Innovations at Gazprom
Sinopec and Huawei aren’t the only pairing of energy and tech companies looking to create more efficient, effective, and ultimately profitable energy solutions by embracing AI. Russian energy giant Gazprom announced plans in June of 2017 to collaborate with the tech titan Yandex. As part of this partnership, the companies plan to work together to make use of AI and machine learning for a variety of tasks – including drilling and completing wells, modernizing and modeling new oil refining strategies, and further optimizing Gazprom’s inner workings with other technological processes. Part of the cooperation agreement allows for a great deal of R&D flexibility and freedom. This has the potential to be good news for creative minds involved in the partnership looking to explore new options in a bid to modernize Gazprom. Among the shared points of interest between the two companies include data sharing, employee training, and technical support.

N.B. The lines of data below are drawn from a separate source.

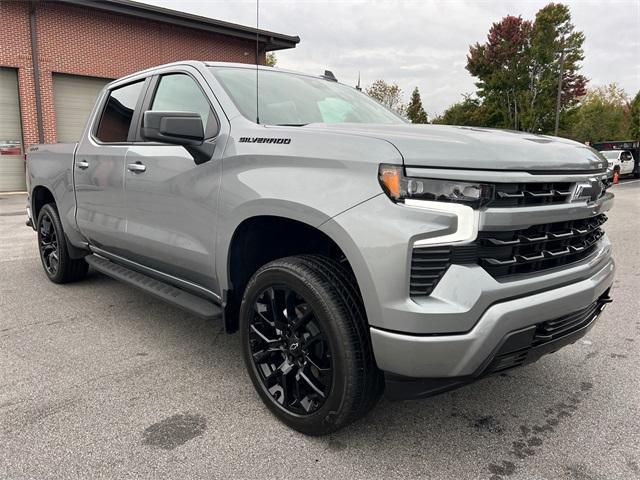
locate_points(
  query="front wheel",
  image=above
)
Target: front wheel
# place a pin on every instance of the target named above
(52, 244)
(306, 346)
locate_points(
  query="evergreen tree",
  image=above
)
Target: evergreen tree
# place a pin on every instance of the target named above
(415, 111)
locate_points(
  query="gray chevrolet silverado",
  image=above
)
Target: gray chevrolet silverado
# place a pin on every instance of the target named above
(355, 253)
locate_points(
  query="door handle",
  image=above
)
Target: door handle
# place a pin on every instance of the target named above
(136, 167)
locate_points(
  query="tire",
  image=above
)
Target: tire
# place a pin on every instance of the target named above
(306, 344)
(54, 254)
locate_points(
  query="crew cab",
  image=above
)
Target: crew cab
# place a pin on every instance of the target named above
(620, 161)
(355, 253)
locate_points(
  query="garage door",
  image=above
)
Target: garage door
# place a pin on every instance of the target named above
(11, 160)
(74, 97)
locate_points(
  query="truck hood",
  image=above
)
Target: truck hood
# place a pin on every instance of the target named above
(477, 148)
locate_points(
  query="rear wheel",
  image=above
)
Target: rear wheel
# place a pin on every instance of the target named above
(306, 345)
(52, 244)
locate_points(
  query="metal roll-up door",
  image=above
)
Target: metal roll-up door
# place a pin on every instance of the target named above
(11, 160)
(74, 97)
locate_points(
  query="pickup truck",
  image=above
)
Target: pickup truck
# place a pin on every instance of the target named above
(356, 254)
(620, 161)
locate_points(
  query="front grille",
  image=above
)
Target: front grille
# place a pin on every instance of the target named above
(526, 194)
(428, 264)
(507, 195)
(536, 248)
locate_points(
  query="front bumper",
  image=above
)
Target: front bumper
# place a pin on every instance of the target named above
(517, 348)
(465, 354)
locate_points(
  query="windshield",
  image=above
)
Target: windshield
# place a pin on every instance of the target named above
(612, 155)
(291, 99)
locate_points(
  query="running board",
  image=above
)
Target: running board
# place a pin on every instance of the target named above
(164, 291)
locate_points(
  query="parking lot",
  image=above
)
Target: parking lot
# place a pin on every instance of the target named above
(99, 380)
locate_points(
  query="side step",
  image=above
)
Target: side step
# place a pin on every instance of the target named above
(180, 298)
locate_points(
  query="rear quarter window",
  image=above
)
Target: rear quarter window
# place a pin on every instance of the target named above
(118, 112)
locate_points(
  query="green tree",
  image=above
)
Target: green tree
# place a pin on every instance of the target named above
(519, 65)
(603, 114)
(389, 95)
(415, 110)
(468, 112)
(634, 120)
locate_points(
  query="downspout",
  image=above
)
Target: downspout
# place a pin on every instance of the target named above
(35, 63)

The oil and gas industry stands at a crossroads. After decades of technological stagnation and a refusal to innovate, companies are now seeing a backlash to both the antiquatedness of those policies, as well as the environmental impacts of their current methods. It is clear that, to survive, things need to change within the industry. The nature of AI in these fields is, thus, directed at delivering the kind of change that these oil and gas giants hope can affect change without entirely upsetting their current foundations. With AI-powered robots that can scour the ocean floor, companies like ExxonMobil hope to be able to make the oil scouting process more efficient, while simultaneously answering some of their critics about their environmentally-damaging practices. With so much of the earth’s untapped oil reserves still buried deep beneath the waves in rocks which give rise to natural seeps, being able to collect that oil without drilling would be an enormous positive. At the same time, automating workplaces with smarter applications that tie into the Internet of Things can help workers gain access to databases far faster than they are presently able to do, while AI bots can help improve the rate at which companies can field basic queries. The journey toward greater AI integration may be a long one, but some of the industry’s largest players are decisively moving forward with AI programs that will lay the groundwork for their continued future.
Sources
Sennaar, K. (2019). “Artificial Intelligence in Oil and Gas – Comparing the Applications of 5 Oil Giants.” Emerj.
Techet, A. (2009). “Exploring Sea, Space, & Earth: Fundamentals of Engineering Design.” MIT.